Der gebürtige Ostinenser Luis Gracia begann seine Profikarriere beim Ostinense CF, mit dem er als Verteidiger 1988 mit der Copa Sagradia seinen ersten Titel gewann. Als Jugendnationalspieler wurde er zudem U-19-Europameister 1986 sowie U-20-Weltmeister 1987.

Nach seinem Wechsel zum FC Semesta im Jahr 1989 wurde Luis Gracia Nationalspieler und nahm mit der "Azûr" an zwei Weltmeisterschaftsendrunden (1990 und 1994) teil. Zwischen 1990 und 1995 lief Luis Gracia insgesamt 26 Mal für die Nationalmannschaft Sagradiens auf.

In sieben Jahren beim FC Semesta wurde Luis Gracia sagradischer Meister (1994) und Pokalsieger (1995) und fungierte u.a. als Vizekapitän der Mannschaft.

Karriere in England

Im Sommer 1996 wechselte Luis Gracia zum englischen Hauptstadtklub Chelsea FC, wo er an der Seite von Weltstars wie Gianfranco Zola, Marcelo Desailly und Gianluca Vialli spielte und eine feste Größe in der Verteidigung darstellte. Mit Chelsea gewann Luis Gracia in fünf Jahren zweimal den FA Cup, einen League Cup sowie den Europapokal der Pokalsieger.

Nach der Saison 2001/2002 verließ Luis Gracia die Londoner und schloss sich für eine Spielzeit dem Ligakonkurrenten Sunderland AFC an, ehe er seine aktive Spielerkarriere beendete.

Karriere als Trainer

Nach dem Ende seiner aktiven Spielerkarriere kehrte Luis Gracia zum FC Semesta zurück, wo er 2003 die Leitung der 2. Mannschaft übernahm. Bereits nach einer Saison beförderte ihn die Vereinsführung überraschend zum Interimstrainer der ersten Mannschaft, nachdem Meistertrainer Stefano Detânia entlassen worden war.

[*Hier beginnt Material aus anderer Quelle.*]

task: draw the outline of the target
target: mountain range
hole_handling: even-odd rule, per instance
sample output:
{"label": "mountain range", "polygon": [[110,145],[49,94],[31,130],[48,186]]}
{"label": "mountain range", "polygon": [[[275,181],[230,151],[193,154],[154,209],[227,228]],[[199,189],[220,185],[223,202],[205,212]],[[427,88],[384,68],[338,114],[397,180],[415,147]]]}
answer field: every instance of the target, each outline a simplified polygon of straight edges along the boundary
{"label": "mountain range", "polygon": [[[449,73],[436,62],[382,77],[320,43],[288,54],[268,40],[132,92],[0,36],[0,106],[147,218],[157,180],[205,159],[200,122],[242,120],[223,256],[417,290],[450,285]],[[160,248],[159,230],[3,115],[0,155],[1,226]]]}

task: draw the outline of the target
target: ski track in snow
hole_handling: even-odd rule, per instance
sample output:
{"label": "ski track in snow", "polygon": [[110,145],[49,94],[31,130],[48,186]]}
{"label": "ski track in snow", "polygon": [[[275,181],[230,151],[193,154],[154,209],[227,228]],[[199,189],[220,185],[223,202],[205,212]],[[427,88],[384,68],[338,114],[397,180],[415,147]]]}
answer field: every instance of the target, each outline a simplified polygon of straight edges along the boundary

Unter Luis Gracia gewann das Team in 3 Ligaspielen zweimal. Dennoch wurde er im Dezember 2004 durch den Wunschtrainer Joán Fernandez abgelöst, der Lzis Gracia als Co-Trainer in seinen Mitarbeiterstab holte.

Dennoch verließ Luis Gracia die Hauptstädter im Sommer 2005, um beim englischen Zweitligisten Ipswich Town seine erste reguläre Cheftrainerposition zu übernehmen.